5.5 Real World Datasets

Table 3 shows the results w.r.t. the prediction quality of each feature selection technique. Overall, we observe that application of feature selection improves the quality of prediction. By evaluating the feature interactions in the dataset, RaR has the best accuracy in comparison to the competitor approaches. Especially, the existing feature selection techniques do not show improvement of f-score in the case of NIPS challenge dataset. NIPS dataset contains multi-feature interactions, noisy and large number of redundant features. As the competitor approaches do not evaluate feature interactions, they assign lower scores to such interacting features.

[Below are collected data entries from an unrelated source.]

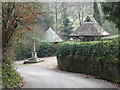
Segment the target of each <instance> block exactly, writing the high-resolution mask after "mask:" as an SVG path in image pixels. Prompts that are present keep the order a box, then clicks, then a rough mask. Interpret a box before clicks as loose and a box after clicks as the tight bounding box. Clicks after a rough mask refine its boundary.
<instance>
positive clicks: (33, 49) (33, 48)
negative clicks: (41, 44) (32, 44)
mask: <svg viewBox="0 0 120 90" xmlns="http://www.w3.org/2000/svg"><path fill="white" fill-rule="evenodd" d="M35 51H36V50H35V38H33V52H35Z"/></svg>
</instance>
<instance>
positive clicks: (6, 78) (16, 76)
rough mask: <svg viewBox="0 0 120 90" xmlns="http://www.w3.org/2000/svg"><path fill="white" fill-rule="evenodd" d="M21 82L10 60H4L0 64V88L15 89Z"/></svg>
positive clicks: (20, 80)
mask: <svg viewBox="0 0 120 90" xmlns="http://www.w3.org/2000/svg"><path fill="white" fill-rule="evenodd" d="M20 82H21V78H20V75H19V74H18V73H17V72H16V70H15V69H14V66H13V63H12V60H10V59H5V60H4V62H3V63H2V87H3V88H16V87H17V86H19V84H20Z"/></svg>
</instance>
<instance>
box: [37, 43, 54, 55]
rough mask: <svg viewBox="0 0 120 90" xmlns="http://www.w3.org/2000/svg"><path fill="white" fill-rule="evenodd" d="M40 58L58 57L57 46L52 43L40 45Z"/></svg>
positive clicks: (42, 44) (39, 47)
mask: <svg viewBox="0 0 120 90" xmlns="http://www.w3.org/2000/svg"><path fill="white" fill-rule="evenodd" d="M37 54H38V55H37V56H38V57H47V56H53V55H56V46H55V45H54V44H52V43H45V42H43V43H40V45H39V47H38V49H37Z"/></svg>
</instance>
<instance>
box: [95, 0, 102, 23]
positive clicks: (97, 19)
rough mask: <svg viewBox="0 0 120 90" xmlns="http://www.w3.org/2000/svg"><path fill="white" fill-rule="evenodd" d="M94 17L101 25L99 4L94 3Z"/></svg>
mask: <svg viewBox="0 0 120 90" xmlns="http://www.w3.org/2000/svg"><path fill="white" fill-rule="evenodd" d="M93 16H94V18H95V20H96V21H97V22H98V23H99V25H101V17H100V11H99V8H98V3H97V2H94V15H93Z"/></svg>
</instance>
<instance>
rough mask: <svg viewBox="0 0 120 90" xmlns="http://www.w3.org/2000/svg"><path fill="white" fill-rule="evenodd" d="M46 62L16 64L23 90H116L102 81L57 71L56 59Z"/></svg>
mask: <svg viewBox="0 0 120 90" xmlns="http://www.w3.org/2000/svg"><path fill="white" fill-rule="evenodd" d="M44 60H45V61H44V62H40V63H36V64H26V65H23V64H22V62H23V61H19V62H16V68H17V71H18V72H19V73H20V74H21V76H22V77H23V80H24V82H25V83H24V86H23V88H115V86H114V85H112V84H110V83H106V82H104V81H102V80H96V79H93V78H86V77H84V76H81V75H79V74H74V73H70V72H63V71H60V70H56V67H57V60H56V57H48V58H44Z"/></svg>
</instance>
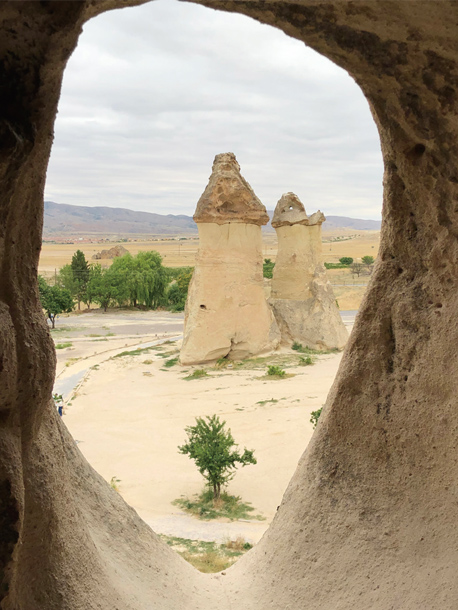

Table 3. Average f-score of 3 fold cross-validation using KNN (K = 20) classifier
Table 4. Feature ranking run times in sec of RaR vs. competitor approaches

Table 4 shows that our approach is several times more efficient in comparison to the competitor filter and wrapper methods. Embedded approach C4.5 has lower run times in comparison to RaR. However, C4.5 is unable to identify feature interactions and has lower prediction quality (c.f. Table 3). Similar to our experiments on synthetic datasets (c.f. Figs. 1 and 2), we observe that methods that have lower run times than RaR have lower f-scores as they no not evaluate feature interactions. For dataset with few features (Ionosphere data), simple bivariate correlation measures (MIC and CFS) was a better choice w.r.t run times.

Fig. 6.
figure 6

f-scores of top 30 features on Isolet dataset

Table 5. Number of features required to obtain the quality in Table 3

5.6 Evaluation of the Ranking

To evaluate the quality of feature ranking, i.e., to experimentally show that the top ranked features of RaR are maximally relevant and non-redundant, we follow a 2 step evaluation process on real world datasets. First, we rank the features using each approach. Then, we iteratively add the features ranked by each technique to a classifier (KNN [17]) in the order (best to worst) of their ranks. As shown in Fig. 6, after including each feature, the average f-score of 3 fold cross-validation is calculated. As the top ranked features of RaR are non-redundant, we observe the best quality with the least number of features. However, other approaches do not take into account the effect of redundancy. For example, ReliefF has very similar prediction quality (c.f. Table 3) to RaR. By ranking the non-redundant features ahead, RaR achieves better f-score with fewer features (c.f. Fig. 6), i.e., RaR obtains an f-score of 0.87 with 14 features and ReliefF obtains an f-score of 0.82 with 20 features. We performed the experiment on the public datasets and we show the number of features (c.f. Table 5) at which the maximum f-score (c.f. Table 3) was observed. Table 5 shows the number of top ranked features required to obtain the quality in Table 3, and RaR achieves the best f-score with fewer features.

6 Conclusions and Future Works

The results of various state-of-the-art algorithms on the synthetic and real world datasets, show that our feature ranking method is suitable for high-dimensional datasets exhibiting complex feature interactions. By ranking the non-redundant features ahead, RaR achieves better prediction quality with fewer features.

As future works, we intend to address two directions to enhance our approach. In the event where two features are exactly identical to each other and are also maximally relevant, after penalization for redundancy, one of the feature can have a RaR score lower than the noisy features. This calls for a more sophistication in the combining of relevance and redundancy scores. RaR is based on the distribution of target class. Hence, RaR is currently limited to non-sparse datasets.